The prison is run by Management and Training Corp., a company from Utah, but the Mississippi Department of Corrections is named as the defendant. EMCF is a “special needs” prison, housing many of the state’s most severely mentally ill inmates. Instead of providing the care they need, the prison has left these people in a horrifying state of neglect. . Inmates are underfed; all report significant weight loss, from 10 to 60 pounds, and appear almost emaciated. Beatings, stabbings, and rapes are rampant, and prisoners have to resort to lighting fires in their cells to get guards’ attention. Prisoners are held in solitary for months and sometimes years.
Broken toilets force inmates to use trays or plastic bags instead, which they toss through the cell bars to get rid of. A severe rodent infestation is apparent from mice crawling out of the broken toilets and rats crawling over the men’s beds at night. Some make leashes for the rats and sell them to the more severely mentally ill inmates as pets.
And what about the mentally ill?

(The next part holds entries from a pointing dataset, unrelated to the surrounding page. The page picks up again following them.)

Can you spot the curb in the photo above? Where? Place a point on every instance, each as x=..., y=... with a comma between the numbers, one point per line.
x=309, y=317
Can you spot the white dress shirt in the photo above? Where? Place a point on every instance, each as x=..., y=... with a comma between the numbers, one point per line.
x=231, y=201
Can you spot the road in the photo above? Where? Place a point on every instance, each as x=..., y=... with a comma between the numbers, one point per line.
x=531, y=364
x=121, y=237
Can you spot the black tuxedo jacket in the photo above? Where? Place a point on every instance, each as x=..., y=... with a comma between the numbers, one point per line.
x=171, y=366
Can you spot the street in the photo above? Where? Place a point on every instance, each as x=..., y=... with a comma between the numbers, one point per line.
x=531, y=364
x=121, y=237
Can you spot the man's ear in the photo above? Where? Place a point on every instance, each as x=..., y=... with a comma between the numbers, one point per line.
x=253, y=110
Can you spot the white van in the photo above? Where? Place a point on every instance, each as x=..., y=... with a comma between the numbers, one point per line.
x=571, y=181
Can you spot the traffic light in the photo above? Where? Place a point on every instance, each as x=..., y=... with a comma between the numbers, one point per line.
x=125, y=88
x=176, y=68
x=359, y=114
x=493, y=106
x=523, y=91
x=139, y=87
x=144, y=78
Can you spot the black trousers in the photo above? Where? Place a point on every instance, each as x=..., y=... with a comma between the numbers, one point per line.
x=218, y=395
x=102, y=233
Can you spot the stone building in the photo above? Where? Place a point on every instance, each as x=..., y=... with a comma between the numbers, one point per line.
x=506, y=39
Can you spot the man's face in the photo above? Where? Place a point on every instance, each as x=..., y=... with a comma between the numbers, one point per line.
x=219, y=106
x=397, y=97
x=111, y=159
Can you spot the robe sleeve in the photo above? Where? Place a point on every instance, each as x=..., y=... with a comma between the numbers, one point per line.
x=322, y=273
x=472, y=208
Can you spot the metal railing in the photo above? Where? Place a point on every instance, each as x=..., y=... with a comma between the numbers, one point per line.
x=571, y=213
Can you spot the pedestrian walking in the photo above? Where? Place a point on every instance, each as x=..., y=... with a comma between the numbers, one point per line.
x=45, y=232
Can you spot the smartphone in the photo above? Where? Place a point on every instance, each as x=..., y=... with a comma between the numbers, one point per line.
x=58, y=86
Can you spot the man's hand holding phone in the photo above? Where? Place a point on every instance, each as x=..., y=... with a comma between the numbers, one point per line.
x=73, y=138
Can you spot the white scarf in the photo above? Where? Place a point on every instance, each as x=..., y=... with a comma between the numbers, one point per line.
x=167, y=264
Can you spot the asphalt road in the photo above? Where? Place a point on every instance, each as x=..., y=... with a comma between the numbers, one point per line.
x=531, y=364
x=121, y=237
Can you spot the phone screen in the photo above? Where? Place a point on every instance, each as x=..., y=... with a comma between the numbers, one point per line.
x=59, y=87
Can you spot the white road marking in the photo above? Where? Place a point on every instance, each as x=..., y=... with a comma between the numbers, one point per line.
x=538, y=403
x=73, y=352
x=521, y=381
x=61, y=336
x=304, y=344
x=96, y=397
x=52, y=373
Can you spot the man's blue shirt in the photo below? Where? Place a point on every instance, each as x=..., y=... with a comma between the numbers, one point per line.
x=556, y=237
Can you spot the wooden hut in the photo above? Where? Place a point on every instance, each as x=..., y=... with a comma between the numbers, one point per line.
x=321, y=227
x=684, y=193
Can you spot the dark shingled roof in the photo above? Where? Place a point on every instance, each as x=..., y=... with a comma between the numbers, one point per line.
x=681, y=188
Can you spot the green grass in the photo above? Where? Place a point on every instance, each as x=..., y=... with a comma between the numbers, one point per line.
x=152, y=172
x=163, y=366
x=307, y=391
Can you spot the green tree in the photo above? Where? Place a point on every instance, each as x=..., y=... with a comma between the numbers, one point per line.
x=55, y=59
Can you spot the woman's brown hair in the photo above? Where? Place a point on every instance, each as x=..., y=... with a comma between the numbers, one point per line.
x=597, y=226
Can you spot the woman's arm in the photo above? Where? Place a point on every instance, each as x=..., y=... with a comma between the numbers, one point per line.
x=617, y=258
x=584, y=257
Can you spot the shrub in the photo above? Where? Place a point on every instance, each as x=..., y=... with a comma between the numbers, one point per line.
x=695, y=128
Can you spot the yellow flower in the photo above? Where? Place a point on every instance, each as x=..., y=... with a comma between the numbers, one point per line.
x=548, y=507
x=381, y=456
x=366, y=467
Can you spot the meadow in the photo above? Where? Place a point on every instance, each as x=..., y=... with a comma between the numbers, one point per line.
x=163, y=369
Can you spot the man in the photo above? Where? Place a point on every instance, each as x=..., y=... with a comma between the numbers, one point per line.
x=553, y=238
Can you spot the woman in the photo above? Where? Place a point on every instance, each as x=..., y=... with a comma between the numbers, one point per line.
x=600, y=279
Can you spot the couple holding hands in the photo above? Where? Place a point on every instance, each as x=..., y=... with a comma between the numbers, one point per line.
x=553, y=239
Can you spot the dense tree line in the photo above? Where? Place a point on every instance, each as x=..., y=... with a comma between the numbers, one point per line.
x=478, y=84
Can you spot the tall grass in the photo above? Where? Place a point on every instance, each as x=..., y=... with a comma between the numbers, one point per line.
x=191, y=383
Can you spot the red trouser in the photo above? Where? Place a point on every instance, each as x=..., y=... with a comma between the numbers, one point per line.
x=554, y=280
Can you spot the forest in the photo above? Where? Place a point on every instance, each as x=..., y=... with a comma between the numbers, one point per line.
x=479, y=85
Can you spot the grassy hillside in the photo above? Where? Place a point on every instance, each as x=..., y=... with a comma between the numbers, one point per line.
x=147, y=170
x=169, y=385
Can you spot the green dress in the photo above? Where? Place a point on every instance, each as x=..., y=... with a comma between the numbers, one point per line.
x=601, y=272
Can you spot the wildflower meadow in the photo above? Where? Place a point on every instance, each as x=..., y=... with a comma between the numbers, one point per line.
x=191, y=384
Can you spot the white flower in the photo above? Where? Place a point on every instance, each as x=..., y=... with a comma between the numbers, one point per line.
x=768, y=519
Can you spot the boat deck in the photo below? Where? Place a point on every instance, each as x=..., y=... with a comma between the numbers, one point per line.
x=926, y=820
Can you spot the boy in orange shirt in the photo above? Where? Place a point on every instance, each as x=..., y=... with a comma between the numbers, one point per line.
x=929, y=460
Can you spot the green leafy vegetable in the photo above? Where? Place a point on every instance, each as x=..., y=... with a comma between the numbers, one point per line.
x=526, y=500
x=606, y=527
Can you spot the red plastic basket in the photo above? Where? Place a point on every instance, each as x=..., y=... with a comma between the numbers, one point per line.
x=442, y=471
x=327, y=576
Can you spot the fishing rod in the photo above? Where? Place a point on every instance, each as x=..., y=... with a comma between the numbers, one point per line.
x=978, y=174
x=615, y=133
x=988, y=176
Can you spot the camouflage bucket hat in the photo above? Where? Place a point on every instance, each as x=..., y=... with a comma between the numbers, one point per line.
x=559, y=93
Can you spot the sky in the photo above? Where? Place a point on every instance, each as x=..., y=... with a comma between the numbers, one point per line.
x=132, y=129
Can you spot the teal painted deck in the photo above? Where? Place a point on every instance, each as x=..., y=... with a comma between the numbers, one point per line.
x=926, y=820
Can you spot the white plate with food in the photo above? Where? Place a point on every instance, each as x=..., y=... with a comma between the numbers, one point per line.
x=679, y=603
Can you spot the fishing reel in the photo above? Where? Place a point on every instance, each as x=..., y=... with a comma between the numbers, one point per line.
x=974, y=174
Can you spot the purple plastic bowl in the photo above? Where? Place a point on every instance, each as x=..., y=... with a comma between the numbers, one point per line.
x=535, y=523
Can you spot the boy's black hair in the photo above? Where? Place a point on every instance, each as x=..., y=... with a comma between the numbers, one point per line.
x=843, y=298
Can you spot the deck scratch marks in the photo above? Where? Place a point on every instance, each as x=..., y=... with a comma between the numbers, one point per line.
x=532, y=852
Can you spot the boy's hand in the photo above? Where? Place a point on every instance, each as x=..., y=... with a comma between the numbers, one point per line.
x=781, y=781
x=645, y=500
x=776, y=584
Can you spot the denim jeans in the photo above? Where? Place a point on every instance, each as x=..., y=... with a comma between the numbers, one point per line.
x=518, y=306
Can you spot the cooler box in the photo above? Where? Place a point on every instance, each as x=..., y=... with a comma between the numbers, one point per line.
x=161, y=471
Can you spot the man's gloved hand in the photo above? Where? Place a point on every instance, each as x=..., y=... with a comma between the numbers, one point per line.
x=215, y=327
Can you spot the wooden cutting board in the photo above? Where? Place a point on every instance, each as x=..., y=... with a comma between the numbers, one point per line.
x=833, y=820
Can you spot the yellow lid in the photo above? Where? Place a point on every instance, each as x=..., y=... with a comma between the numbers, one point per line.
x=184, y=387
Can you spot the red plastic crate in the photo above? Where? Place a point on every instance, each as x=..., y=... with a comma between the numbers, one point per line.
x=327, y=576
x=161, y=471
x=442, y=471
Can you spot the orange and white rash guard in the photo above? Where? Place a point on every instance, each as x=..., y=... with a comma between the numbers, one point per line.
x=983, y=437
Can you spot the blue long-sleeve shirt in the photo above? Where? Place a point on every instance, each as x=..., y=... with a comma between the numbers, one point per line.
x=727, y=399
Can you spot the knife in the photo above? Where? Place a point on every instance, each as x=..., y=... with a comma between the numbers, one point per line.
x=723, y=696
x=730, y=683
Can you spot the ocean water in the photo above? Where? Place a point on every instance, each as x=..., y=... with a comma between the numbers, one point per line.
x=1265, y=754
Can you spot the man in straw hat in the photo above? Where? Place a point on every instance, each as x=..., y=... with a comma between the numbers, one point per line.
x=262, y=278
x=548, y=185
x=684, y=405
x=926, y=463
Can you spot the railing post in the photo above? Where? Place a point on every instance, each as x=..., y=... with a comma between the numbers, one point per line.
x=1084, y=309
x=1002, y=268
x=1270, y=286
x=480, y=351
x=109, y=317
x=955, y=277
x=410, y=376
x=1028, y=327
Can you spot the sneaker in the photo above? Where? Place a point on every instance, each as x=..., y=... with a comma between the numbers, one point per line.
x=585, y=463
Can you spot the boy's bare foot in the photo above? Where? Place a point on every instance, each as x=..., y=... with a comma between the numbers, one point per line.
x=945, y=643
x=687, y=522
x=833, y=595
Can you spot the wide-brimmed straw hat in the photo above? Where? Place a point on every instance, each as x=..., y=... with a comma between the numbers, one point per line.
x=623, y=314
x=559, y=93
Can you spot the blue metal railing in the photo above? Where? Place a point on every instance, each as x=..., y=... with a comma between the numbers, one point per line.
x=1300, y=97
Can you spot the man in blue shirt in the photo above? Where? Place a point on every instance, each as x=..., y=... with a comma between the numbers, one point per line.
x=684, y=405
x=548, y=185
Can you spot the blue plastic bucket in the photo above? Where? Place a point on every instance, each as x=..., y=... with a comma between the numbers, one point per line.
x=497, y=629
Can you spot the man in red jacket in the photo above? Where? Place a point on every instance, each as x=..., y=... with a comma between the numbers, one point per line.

Surely a prison specifically designated for them provides psychological care? Well, kind of. Terry Kupers, a psychiatrist who studied the prison for the ACLU cited “poor mental health programs” and “an overburdened prison psychiatrist” amongst its problems. At one time there was a full-time psychiatrist on staff, but when the state hired a new for-profit contractor, Health Assurance, the hours dropped to two days per week. Some inmates who need treatment try to avoid the psychiatrist for fear of being injected with strong drugs that will make them vulnerable to attack, while others find their diagnoses downgraded and are taken off of medications they actually need.
Physical illnesses don’t find treatment any more easily. The lawsuit cites the case of one inmate whose pleas for help were ignored until one of his testicles swelled to the size of a softball in June 2012 – by the time he received an ultrasound, testicular cancer had spread to his abdomen. In another instance a 27 year old man went blind after he was denied treatment for his glaucoma between 2011 and 2013. Yet another prisoner had to have part of his finger amputated when he developed gangrene after being stabbed.
The Mississippi Department of Corrections, which ultimately bears responsibility, has known about these problems for years but, as always seems to be the case, nothing happens until a court is involved. Should it really require a court-order to treat human beings humanely? To those in charge of the prisons it’s as if there are no people, only dollar signs.